As I shelter in place in New York, the epicenter of America’s COVID-19 pandemic, the potential impact is tangible. Even before “self-isolation” and “shelter in place” became part of our country’s lexicon, New York was in danger of an undercount. According to the Census Bureau, New York City’s all-important initial response rate is projected to be 58 percent — woefully short of the 2010 national average of 66.5 percent. But across the country, there are safe ways to practice social distancing and fill out the census — online, by the phone, or by mail (just don’t lick the envelope).
These worrying trends were exacerbated by the Trump administration’s unlawful attempt to include a citizenship question on the census. While my organization, the New York Immigration Coalition, amongst other partners including the ACLU, successfully argued against the inclusion of the question, participation in the census by immigrant populations became less and less likely each passing month. Just the threat of this question, coupled with increasingly aggressive targeting of our communities by Immigration and Customs Enforcement, have forced immigrants nationwide into the shadows and made participation in the census highly suspect.

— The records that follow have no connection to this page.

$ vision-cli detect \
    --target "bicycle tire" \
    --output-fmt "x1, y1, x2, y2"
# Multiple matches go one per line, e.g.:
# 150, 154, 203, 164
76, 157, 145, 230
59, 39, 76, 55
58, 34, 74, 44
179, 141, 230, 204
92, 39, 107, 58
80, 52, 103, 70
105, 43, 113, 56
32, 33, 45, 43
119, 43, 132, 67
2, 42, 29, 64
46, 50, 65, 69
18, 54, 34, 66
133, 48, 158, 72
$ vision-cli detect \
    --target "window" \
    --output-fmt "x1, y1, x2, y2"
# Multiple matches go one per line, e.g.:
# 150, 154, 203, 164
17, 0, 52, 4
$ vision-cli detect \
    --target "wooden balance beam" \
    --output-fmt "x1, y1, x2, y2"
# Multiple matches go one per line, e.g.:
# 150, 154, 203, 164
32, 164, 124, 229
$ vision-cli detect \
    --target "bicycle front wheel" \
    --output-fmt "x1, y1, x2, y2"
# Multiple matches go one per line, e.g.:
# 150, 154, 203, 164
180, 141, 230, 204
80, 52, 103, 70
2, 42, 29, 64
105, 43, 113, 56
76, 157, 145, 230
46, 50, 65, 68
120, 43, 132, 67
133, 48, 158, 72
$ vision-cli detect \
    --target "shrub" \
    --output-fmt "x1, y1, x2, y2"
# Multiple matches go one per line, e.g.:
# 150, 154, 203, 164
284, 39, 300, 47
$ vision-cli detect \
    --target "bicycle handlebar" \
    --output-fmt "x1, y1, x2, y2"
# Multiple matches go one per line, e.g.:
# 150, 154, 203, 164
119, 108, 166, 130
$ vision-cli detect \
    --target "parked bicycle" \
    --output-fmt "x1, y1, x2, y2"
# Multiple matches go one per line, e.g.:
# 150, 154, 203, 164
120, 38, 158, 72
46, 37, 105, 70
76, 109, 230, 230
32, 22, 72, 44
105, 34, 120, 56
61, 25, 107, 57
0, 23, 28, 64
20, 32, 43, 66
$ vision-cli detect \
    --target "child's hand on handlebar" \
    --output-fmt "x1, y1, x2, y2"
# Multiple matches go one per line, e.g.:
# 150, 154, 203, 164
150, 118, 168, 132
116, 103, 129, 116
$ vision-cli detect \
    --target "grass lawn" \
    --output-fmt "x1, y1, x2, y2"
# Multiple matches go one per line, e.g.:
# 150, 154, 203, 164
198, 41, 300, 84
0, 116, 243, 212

Now immigrants stand on the frontlines of COVID-19 — nursing our elderly, cooking and delivering our meals, and driving us back and forth from the hospital, with even fewer protections. In short, our immigrant communities are keeping us functioning, and we must ensure that they don’t lose deserved resources and representation. As the COVID-19 pandemic creates a different kind of fear among immigrants, it’s more vital than ever before that every state gets its fair share of federal funding to ensure our hospitals and our entire infrastructure — from libraries to schools to roads — are better prepared for the next crisis.
But we can draw on the lessons we learned fighting the President’s attempts to exclude immigrants. To that end, we are deploying several tools to ensure an accurate count of everyone in the United States — using text-banking, virtual phone banking, Zoom trainings for community-based organizations, and multilingual messaging.
There is no doubt that the challenge before us is monumental. After all, even the Spanish Influenza of 1918 took place in a non-census year. Nonetheless, we are working hard with every social distancing tool at our disposal to ensure that every immigrant and everyone in the U.S., from all backgrounds, are fully represented in the nation’s once-in-a-decade count of its populace. At stake is billions of dollars for local schools, hospitals, libraries, businesses, and the health and well-being of everyone in our country.